One-Pass algorithm for Difference operation Bag and Set variants of Difference operation [ -B and -S ] : R -S S ≠ S -S R (Not commutative): Read S into M - 1 buffers and build search structure with full tuple as search key. R -S S :: Read in each tuple t from R and check if t is in S. If yes, skip t else copy it to O/P buffer. S -S R :: Read in each tuple t from R and check if t is in S. If yes, delete t from copy of S in memory, else skip t. Copy S into O/P buffer. R -B S ≠ S -B R (Not commutative): Read S into M - 1 buffers and find associated count of each distinct tuple. S -B R :: Read each tuple t from R, check it t occurs in S, if yes, decrement its associated count. At the end, copy each tuple from main memory whose associated count > 0 and number of times we copy equals that count. R -B S :: Read each tuple t from R, check if it occurs in S. If yes, look at current count c associated with t. If c = 0, copy t to O/P buffer. If c > 0, don’t copy but decrement c by 1. If no, copy t to O/P buffer.

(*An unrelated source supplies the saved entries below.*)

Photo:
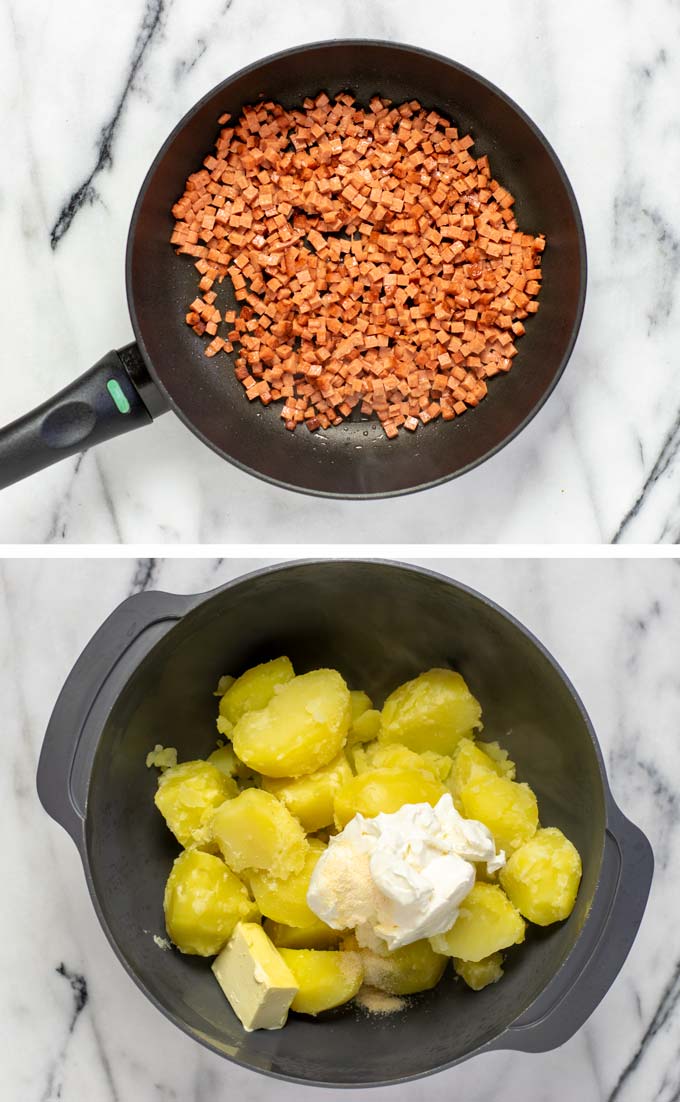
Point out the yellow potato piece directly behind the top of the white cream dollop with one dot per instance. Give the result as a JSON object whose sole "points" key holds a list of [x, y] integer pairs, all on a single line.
{"points": [[385, 791]]}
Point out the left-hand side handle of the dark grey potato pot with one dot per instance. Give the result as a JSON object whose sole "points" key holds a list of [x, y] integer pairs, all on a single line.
{"points": [[74, 728]]}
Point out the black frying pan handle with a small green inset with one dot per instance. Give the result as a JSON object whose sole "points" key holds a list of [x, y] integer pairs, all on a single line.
{"points": [[114, 397]]}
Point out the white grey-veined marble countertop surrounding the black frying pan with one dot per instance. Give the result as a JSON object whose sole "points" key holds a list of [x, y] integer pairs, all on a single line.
{"points": [[90, 92]]}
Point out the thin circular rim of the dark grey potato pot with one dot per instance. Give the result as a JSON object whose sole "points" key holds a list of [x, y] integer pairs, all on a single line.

One-Pass algorithm for Product operation Read S into M - 1 buffers of memory. NO SPECIAL DATA STRUCTURE IS NEEDED. Read each block of R, and for each tuple t of R. Concatenate t with each tuple of S in memory and copy to O/P as it is formed. This algorithm may take considerable amount of processor time per tuple of R, N X M.

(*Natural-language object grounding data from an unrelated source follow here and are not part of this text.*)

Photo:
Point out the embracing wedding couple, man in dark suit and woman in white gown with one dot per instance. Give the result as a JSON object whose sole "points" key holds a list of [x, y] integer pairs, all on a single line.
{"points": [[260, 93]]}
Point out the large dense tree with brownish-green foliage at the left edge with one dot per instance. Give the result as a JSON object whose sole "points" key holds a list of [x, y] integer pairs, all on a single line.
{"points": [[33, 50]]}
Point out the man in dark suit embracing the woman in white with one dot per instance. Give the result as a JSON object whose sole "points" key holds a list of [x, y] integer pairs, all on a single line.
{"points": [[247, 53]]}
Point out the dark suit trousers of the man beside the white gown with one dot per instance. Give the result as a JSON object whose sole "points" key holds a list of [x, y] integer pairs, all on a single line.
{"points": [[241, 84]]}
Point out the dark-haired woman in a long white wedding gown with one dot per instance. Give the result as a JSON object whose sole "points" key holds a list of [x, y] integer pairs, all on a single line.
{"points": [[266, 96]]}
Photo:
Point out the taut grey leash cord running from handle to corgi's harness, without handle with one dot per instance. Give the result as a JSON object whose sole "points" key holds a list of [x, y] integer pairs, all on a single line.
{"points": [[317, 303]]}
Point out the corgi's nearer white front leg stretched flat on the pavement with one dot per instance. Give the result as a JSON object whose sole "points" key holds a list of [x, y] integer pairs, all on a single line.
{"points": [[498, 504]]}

One-Pass algorithm for Natural Join We assume R(X,Y) and S(Y,Z) are being joined and Y represents all the attributes in common. X represents all attributes in R but not in S and Z represents all attributes in S and not in R. Assuming S is the smaller of the relations, Read all tuples of S and form them into a main-memory search structure with the attributes of Y as search key. Use M - 1 blocks of memory for this. [I/P buffer size is M - 1] Read each block of R into Mth buffer/block. For each tuple t of R, find the tuples of S that agree with t on all attributes of Y, using the search structure. For each matching tuple of S, form a tuple by concatenating it with t, and move the resulting tuple to O/P buffer. Takes B(R) + B(S) [Clustered] and T(R) + T(S) [Non-Clustered] disk I/O’s to read operands. Works as long as B(S) ≤ M - 1 or approximately, B(S) ≤ M Equi-Join checks for equality, although the attributes can have different names. Theta-Join is an equi-join or product followed by a selection operation.
References Chapter 15, Section 15.2 One-Pass algorithms - Database Systems - The complete book Hector Garcia-Molina, Jeffrey D. Ullman, Jennifer Widom.